Da esquerda para a direita: María Eugenia Dominguez, Vítor Lopes Andrade, Letícia Cesarino, Karine de Souza Silva, Gláucia de Oliveira Assis (por vídeoconferência) e Carmen Silvia Rial. Foto: Arquivo pessoal

Em março deste ano Vítor Lopes Andrade defendeu, na Universidade Federal de Santa Catarina (UFSC), a dissertação ‘Imigração e Sexualidade: solicitantes de refúgio, refugiados e refugiadas por motivos de orientação sexual na cidade de São Paulo’, obtendo o título de mestre em Antropologia Social (PPGAS). O ineditismo do tema fez com que o trabalho fosse premiado, seis meses depois, pela Agência da ONU para Refugiados (UNHCR/ACNUR) no III Concurso Nacional de Teses de Doutorado e Dissertações de Mestrado da Cátedra Sérgio Vieira de Mello.

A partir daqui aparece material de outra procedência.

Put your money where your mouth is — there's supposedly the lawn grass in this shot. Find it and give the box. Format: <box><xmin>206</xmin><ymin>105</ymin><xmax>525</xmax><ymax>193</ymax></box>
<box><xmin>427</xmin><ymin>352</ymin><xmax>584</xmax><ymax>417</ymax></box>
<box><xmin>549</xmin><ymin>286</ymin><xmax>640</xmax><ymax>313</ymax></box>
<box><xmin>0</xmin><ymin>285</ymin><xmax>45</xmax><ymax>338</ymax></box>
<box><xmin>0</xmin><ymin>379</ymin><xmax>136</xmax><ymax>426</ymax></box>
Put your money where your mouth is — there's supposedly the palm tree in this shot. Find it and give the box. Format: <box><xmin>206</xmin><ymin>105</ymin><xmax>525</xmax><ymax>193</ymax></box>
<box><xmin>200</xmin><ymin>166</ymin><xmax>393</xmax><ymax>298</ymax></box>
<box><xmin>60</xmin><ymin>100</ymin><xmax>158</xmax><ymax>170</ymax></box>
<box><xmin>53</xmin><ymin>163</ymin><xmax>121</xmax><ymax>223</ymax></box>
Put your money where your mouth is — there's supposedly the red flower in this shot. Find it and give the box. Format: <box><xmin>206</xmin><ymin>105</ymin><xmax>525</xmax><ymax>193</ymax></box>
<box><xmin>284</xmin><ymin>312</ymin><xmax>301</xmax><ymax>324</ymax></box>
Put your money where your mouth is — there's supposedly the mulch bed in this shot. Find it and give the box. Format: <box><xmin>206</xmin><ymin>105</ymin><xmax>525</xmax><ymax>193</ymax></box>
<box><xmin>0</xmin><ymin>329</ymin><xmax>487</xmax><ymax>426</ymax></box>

O prêmio é importante no Brasil por tratar do debate em torno da área de refúgio, migração internacional e direitos humanos. Para Vítor, o tema é relevante porque faz uma conexão entre imigração, refúgio e sexualidade. “Existem muitas pesquisas feitas no Brasil sobre imigração e refúgio, entretanto, normalmente não há um enfoque conjunto. Por isso, é um tema de relevância acadêmica, pois foi o primeiro trabalho de pós-graduação defendido no Brasil sobre o refúgio por motivos de orientação sexual”, relata ele.

Além da importância acadêmica, a dissertação remete a um alerta social que demanda atenção. Segundo o pesquisador, faltam ações específicas e políticas públicas para esse público-alvo. “Há o desconhecimento acerca dessas pessoas por parte das instituições que trabalham com refúgio e das organizações LGBT. Essas duas áreas, do dia-a-dia, não trabalham conjuntamente: para as ONGs LGBT de São Paulo, todos/as os LGBT são brasileiros/as, e para as organizações que trabalham com refúgio, todos/as os/as refugiados/as são heterossexuais”, afirma Vítor.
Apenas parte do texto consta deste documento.